The civil rights policy conceptualized by John F. Kennedy and implemented by Lyndon B. Johnson upon Kennedy’s death would consolidate the Democrats’ progression along this path. This would cause the “Dixiecrats,” the nickname for Southern Democrats, to feel out of place within a party that they had once dominated. At the same time, the 1964 Republican presidential candidacy of Barry Goldwater would present the Dixiecrats with the opportunity to turn toward this political grouping. Goldwater’s candidacy was founded on a mistrust of the federal government and the promotion of the rights of state and local governments. In other words, while the strong federal government proposed by the Democrats attacked the segregationist policies that Dixiecrats upheld in the South, the Republicans aimed at reinforcing the autonomy that the Southerners were seeking. From this moment on, the white Southern population emigrated en masse to the Republican ranks.
The movement of the white South to the Republican Party diminished the presence and influence held by those who had traditionally controlled the party: the conservative moderates of the Northeast. Increasingly marginalized in a party that continued to move rightward, the moderates further lost their grip on power with the avalanche of former Democrats arriving from the South.
A political migration in the opposite direction thus begun to take place, with moderate Republicans from the Northeast moving toward the ranks of the Democrats. This allowed the Republicans in the South and the Midwest to become the new core of the party. In both instances, it was a case of white populations marked by a militant Christianity and conservative values that penetrated the furthest reaches of society.
Curiously, the more relaxed Californians spent a brief period in the erstwhile core of the party, a marriage of convenience. The coalition, known as the “Sun Belt,” revolved around the shared rejection of a strong federal government. However, with the arrival of the 1990s, Californians felt increasingly estranged from the style and values characteristic of the South and the Midwest. With the divorce of the two groups, the Republicans consolidated their status as the “white” party from the “heartland,” possessing strong religious convictions and guided by nostalgia for a more homogenous nation.
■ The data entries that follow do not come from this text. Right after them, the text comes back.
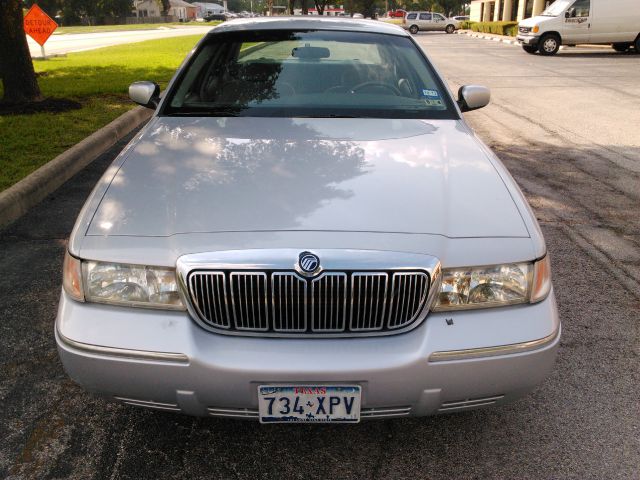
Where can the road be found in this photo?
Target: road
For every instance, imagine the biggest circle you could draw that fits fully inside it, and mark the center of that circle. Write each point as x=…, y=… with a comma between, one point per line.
x=564, y=126
x=78, y=42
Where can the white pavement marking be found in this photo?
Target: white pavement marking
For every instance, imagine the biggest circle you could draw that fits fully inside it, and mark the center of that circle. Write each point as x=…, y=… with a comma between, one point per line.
x=78, y=42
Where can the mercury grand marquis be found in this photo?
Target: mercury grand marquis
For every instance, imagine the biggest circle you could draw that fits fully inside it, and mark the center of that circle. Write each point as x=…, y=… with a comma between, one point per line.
x=307, y=231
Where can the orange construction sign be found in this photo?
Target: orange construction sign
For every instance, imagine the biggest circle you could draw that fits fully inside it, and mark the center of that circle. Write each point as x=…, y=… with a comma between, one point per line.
x=38, y=25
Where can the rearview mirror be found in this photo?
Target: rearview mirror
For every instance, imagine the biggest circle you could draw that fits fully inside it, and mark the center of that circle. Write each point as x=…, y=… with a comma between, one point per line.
x=146, y=94
x=473, y=97
x=313, y=53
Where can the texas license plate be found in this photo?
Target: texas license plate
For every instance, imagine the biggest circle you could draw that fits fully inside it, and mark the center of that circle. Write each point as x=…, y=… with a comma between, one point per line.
x=309, y=403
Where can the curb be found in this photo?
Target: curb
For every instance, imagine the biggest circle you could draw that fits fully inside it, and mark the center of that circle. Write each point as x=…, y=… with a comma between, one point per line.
x=16, y=200
x=513, y=41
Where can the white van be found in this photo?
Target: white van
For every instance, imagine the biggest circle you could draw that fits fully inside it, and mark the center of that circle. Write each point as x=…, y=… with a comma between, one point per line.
x=568, y=22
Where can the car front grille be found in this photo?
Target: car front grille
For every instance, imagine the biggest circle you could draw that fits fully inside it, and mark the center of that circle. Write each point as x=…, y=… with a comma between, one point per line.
x=283, y=302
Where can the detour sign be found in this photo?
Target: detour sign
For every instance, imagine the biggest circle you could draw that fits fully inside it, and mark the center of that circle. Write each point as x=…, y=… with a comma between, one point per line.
x=38, y=25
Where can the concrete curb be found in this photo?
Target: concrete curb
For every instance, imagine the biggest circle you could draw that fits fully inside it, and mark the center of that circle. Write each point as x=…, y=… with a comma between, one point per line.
x=513, y=41
x=31, y=190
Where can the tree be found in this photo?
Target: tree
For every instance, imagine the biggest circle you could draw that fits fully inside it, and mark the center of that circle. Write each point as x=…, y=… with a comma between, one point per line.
x=320, y=6
x=16, y=68
x=164, y=7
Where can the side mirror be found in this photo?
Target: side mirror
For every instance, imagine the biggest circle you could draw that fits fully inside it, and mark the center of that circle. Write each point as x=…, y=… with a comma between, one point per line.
x=473, y=97
x=146, y=94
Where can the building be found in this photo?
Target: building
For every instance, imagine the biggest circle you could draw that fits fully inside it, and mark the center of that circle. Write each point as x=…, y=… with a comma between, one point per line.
x=146, y=8
x=182, y=10
x=204, y=9
x=506, y=10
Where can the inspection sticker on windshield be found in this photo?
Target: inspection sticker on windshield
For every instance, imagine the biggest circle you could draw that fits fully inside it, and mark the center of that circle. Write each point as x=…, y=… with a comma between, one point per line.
x=432, y=97
x=309, y=403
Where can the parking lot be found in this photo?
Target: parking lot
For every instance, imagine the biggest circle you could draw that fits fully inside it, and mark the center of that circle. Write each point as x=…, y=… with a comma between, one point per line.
x=567, y=129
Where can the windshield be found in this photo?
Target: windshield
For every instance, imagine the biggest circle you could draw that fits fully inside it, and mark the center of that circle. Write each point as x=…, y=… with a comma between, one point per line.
x=309, y=74
x=557, y=8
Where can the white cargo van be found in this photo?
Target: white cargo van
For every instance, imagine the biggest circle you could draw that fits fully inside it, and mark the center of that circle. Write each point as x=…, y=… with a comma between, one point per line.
x=569, y=22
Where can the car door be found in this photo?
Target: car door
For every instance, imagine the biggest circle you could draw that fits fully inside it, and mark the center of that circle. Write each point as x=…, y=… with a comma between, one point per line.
x=577, y=23
x=439, y=22
x=424, y=21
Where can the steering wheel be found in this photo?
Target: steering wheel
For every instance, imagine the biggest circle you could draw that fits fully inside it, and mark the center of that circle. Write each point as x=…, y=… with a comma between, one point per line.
x=363, y=85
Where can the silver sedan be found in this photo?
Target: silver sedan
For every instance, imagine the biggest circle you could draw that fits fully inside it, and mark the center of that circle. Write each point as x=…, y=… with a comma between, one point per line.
x=307, y=231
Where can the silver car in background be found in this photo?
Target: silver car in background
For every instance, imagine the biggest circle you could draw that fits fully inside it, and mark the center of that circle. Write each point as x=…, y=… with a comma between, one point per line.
x=429, y=22
x=307, y=231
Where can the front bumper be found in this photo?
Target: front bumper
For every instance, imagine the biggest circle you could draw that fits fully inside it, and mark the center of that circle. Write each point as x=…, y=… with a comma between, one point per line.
x=163, y=360
x=528, y=40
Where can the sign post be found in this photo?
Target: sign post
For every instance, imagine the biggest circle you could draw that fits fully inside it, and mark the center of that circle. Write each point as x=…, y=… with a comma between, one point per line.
x=39, y=26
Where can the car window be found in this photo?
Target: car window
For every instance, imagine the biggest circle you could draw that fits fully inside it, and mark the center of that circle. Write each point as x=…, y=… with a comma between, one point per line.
x=580, y=8
x=310, y=74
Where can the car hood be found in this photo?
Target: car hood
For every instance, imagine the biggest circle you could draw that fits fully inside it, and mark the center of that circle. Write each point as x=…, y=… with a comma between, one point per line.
x=187, y=175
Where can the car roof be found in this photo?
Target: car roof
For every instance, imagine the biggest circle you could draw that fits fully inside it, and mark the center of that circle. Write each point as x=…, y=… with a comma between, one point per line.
x=308, y=22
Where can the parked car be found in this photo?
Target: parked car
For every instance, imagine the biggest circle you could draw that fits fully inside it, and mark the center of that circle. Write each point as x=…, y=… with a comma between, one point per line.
x=215, y=17
x=396, y=13
x=307, y=231
x=569, y=22
x=429, y=22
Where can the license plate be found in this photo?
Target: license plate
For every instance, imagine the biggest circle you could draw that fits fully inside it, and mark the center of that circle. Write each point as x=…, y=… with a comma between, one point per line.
x=309, y=403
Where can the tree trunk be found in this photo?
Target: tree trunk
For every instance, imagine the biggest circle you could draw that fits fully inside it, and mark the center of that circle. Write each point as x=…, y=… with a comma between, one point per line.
x=16, y=67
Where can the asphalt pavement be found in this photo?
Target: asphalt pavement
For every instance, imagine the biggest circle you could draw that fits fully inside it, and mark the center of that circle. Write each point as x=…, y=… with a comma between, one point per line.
x=79, y=42
x=566, y=127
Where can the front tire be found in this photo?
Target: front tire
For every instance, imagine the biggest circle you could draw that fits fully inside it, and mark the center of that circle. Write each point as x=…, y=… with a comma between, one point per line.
x=549, y=44
x=621, y=47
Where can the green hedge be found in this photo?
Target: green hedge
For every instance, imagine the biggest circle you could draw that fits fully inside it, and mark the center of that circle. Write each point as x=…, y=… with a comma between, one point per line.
x=499, y=28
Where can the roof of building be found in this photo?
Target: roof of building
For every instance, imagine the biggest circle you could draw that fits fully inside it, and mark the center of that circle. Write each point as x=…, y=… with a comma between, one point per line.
x=309, y=22
x=181, y=3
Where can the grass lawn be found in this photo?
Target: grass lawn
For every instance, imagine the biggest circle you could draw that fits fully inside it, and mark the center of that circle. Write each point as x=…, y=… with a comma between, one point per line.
x=99, y=80
x=137, y=26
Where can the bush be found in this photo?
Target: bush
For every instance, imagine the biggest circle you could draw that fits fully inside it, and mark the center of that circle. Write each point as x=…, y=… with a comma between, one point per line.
x=499, y=28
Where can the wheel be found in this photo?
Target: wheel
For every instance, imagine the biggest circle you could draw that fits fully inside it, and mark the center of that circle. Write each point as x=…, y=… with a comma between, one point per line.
x=549, y=44
x=621, y=47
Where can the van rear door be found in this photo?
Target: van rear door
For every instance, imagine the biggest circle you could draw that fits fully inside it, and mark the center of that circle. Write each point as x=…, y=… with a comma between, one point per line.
x=615, y=21
x=577, y=23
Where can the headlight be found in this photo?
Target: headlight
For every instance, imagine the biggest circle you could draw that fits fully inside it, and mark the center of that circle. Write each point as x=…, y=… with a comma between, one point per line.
x=495, y=286
x=133, y=285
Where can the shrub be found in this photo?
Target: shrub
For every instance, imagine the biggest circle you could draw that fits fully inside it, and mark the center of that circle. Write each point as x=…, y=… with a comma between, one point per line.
x=498, y=28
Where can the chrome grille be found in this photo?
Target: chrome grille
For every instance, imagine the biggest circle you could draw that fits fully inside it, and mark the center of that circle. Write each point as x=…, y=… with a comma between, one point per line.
x=368, y=301
x=329, y=302
x=409, y=291
x=249, y=300
x=277, y=302
x=289, y=301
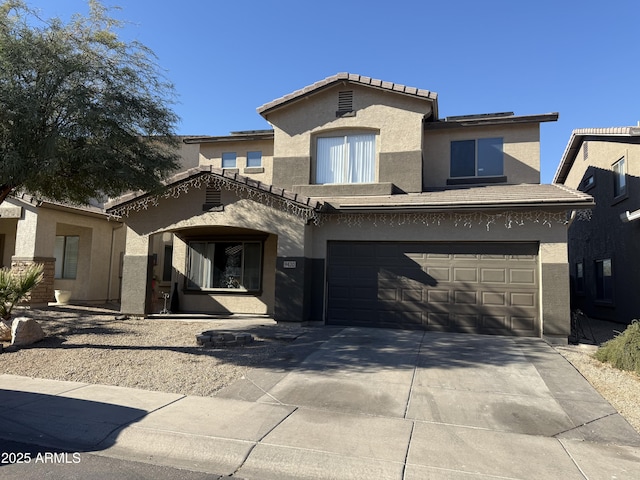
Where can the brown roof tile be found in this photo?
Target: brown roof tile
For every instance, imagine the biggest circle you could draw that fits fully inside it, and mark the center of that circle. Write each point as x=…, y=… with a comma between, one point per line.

Donald Trump managed to make an important contribution to this Republican base by drawing in the white working classes from the Rust Belt. Displaced by globalization, they infused the party with their own nostalgic overtones about the past and about lost racial homogeneity. This has contributed to reinforcing the racial and cultural uniformity of the party, turning it into an identity-based movement.
In contrast, the Democratic Party of today represents a broad coalition of races, identities and cultures. In this respect, its policies constitute the natural means to maintain unity among diverse groups. This being the state of affairs, while rationality provides the raison d’être for the Democrats, the survival instinct is what drives the Republicans.